12. Adalet Bakanlığı (Bakanlık) görüşünde; süreçte verilen kararlara, konuyla alakalı içtihada ve yargılamaların tarafı olan işveren tarafından sunulan görüş ile ilgili belgelere yer verilmiştir. Ayrıca başvuruya konu olan kararın OHAL döneminde alınması nedeniyle inceleme esnasında Anayasa'nın 15. maddesinin de dikkate alınmasının faydalı olacağı ifade edilmiştir. Başvurucunun Bakanlık görüşüne karşı beyanında, başvuru dilekçesinde yer verilen hususlar tekrar edilmiştir.

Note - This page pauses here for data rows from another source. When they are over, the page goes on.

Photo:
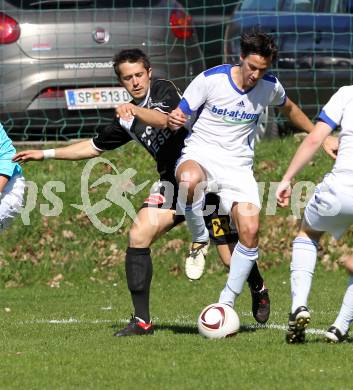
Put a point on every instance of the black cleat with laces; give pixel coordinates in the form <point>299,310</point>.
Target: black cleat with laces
<point>136,327</point>
<point>260,305</point>
<point>297,323</point>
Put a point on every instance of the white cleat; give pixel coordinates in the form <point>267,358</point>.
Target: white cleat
<point>195,262</point>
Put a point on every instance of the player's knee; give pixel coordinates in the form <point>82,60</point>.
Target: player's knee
<point>138,268</point>
<point>139,236</point>
<point>249,235</point>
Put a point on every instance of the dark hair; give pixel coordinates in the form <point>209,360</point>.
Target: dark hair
<point>131,55</point>
<point>258,43</point>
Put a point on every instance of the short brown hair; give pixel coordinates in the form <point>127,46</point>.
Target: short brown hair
<point>131,55</point>
<point>258,43</point>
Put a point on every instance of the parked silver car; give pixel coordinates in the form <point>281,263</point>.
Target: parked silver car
<point>56,73</point>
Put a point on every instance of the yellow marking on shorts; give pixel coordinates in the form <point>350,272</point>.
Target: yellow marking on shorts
<point>220,226</point>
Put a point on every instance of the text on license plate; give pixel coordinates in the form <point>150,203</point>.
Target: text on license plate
<point>86,98</point>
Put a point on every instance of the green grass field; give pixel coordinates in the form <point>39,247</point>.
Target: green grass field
<point>63,293</point>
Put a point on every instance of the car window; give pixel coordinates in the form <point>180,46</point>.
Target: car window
<point>62,4</point>
<point>329,6</point>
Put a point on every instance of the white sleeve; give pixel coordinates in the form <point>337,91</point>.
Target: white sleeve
<point>279,96</point>
<point>332,112</point>
<point>195,95</point>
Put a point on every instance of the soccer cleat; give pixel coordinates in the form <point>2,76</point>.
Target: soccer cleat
<point>334,335</point>
<point>195,262</point>
<point>260,305</point>
<point>136,327</point>
<point>297,323</point>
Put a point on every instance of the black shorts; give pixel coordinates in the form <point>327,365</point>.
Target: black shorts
<point>164,195</point>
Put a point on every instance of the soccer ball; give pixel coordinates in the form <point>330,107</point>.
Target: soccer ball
<point>217,321</point>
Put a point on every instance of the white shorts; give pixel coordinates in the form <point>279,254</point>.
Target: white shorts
<point>11,200</point>
<point>330,209</point>
<point>231,183</point>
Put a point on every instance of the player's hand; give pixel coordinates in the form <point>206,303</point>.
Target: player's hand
<point>176,119</point>
<point>126,111</point>
<point>330,146</point>
<point>283,193</point>
<point>28,155</point>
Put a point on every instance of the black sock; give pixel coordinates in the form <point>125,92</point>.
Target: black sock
<point>255,280</point>
<point>138,267</point>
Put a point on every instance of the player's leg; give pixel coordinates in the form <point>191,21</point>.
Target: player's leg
<point>245,254</point>
<point>192,178</point>
<point>338,331</point>
<point>151,222</point>
<point>224,236</point>
<point>302,268</point>
<point>148,226</point>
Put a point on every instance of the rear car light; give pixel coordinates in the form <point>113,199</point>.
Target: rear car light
<point>52,93</point>
<point>9,29</point>
<point>181,24</point>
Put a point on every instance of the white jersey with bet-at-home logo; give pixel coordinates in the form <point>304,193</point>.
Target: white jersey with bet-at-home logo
<point>226,117</point>
<point>339,112</point>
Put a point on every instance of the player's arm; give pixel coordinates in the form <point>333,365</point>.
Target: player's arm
<point>301,121</point>
<point>151,117</point>
<point>193,98</point>
<point>78,151</point>
<point>303,155</point>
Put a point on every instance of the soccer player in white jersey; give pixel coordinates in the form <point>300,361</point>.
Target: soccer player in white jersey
<point>329,210</point>
<point>12,183</point>
<point>228,101</point>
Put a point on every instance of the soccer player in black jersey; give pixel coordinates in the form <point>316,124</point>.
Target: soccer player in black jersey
<point>144,120</point>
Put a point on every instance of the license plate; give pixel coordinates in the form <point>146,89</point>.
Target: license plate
<point>86,98</point>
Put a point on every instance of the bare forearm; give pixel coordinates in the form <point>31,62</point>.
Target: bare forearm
<point>78,151</point>
<point>152,118</point>
<point>299,119</point>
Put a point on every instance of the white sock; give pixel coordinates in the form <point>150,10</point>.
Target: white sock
<point>302,269</point>
<point>194,219</point>
<point>241,263</point>
<point>345,316</point>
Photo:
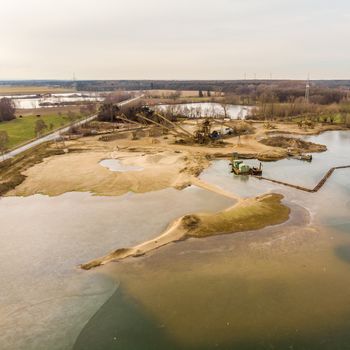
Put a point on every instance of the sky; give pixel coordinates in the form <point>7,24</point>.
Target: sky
<point>182,39</point>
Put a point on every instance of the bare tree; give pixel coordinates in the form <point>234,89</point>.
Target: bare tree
<point>225,108</point>
<point>4,140</point>
<point>40,126</point>
<point>7,109</point>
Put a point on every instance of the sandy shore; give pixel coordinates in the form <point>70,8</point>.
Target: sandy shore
<point>165,163</point>
<point>247,214</point>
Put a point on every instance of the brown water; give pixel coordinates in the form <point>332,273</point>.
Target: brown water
<point>45,300</point>
<point>284,287</point>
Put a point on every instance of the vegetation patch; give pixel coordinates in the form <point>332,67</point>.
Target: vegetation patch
<point>250,215</point>
<point>294,144</point>
<point>11,169</point>
<point>21,130</point>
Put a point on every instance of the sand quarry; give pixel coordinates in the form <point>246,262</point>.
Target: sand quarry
<point>161,163</point>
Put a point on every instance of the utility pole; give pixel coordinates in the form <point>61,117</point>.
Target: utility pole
<point>74,82</point>
<point>307,90</point>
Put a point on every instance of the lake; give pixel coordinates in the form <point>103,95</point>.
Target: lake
<point>283,287</point>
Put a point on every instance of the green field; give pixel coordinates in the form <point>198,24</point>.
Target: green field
<point>21,130</point>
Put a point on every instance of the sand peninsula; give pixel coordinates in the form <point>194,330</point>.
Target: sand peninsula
<point>248,214</point>
<point>161,163</point>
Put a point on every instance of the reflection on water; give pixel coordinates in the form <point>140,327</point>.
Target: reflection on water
<point>285,287</point>
<point>45,300</point>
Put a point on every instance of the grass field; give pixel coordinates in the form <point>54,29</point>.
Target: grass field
<point>16,90</point>
<point>21,130</point>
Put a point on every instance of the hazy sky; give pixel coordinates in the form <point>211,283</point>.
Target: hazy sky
<point>182,39</point>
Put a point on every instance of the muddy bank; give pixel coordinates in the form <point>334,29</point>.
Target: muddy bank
<point>83,172</point>
<point>246,215</point>
<point>293,145</point>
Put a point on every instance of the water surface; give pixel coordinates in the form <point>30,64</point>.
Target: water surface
<point>45,299</point>
<point>283,287</point>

13. Başvurucunun iş sözleşmesinin feshedilmesine yönelik işlem, özel hayata saygı hakkının otomatik olarak uygulanabilirliğini sağlamamakla birlikte mevcut başvuruda mesleki hayata yönelik müdahalenin başvurucunun özel hayatına ciddi şekilde etki ettiği ve bu etkinin belirli bir ağırlık düzeyine ulaştığı değerlendirildiğinden başvuru özel hayata saygı hakkı yönünden uygulanabilir bulunmuş ve bu kapsamda incelenmiştir (benzer şekildeki değerlendirmeler için C.A. (3), §§ 97-101; Ayla Demir İşat, §§ 106-110).

14. Açıkça dayanaktan yoksun olmadığı ve kabul edilemezliğine karar verilmesini gerektirecek başka bir neden de bulunmadığı anlaşılan özel hayata saygı hakkının ihlal edildiğine ilişkin iddianın kabul edilebilir olduğuna karar verilmesi gerekir.

15. Anayasa Mahkemesi, olağanüstü yönetim usullerinin uygulandığı dönemlerde alınan tedbirlere ilişkin bireysel başvuruları incelerken Anayasa'nın 15. maddesinde ortaya konulan temel hak ve özgürlüklere ilişkin güvence rejimini dikkate alacağını belirtmiştir (Aydın Yavuz ve diğerleri, [GK], B. No: 2016/22169, 20/6/2017, §§ 187-191). Olağanüstü yönetim usullerinin uygulandığı dönemde alınan tedbiri konu edinen somut başvuruda Anayasa'nın 15. maddesi maddesinde ortaya konulan temel hak ve özgürlüklere ilişkin güvence rejimi dikkate alınacaktır (Mustafa Önal, B. No: 2018/9808, 9/2/2022, § 14).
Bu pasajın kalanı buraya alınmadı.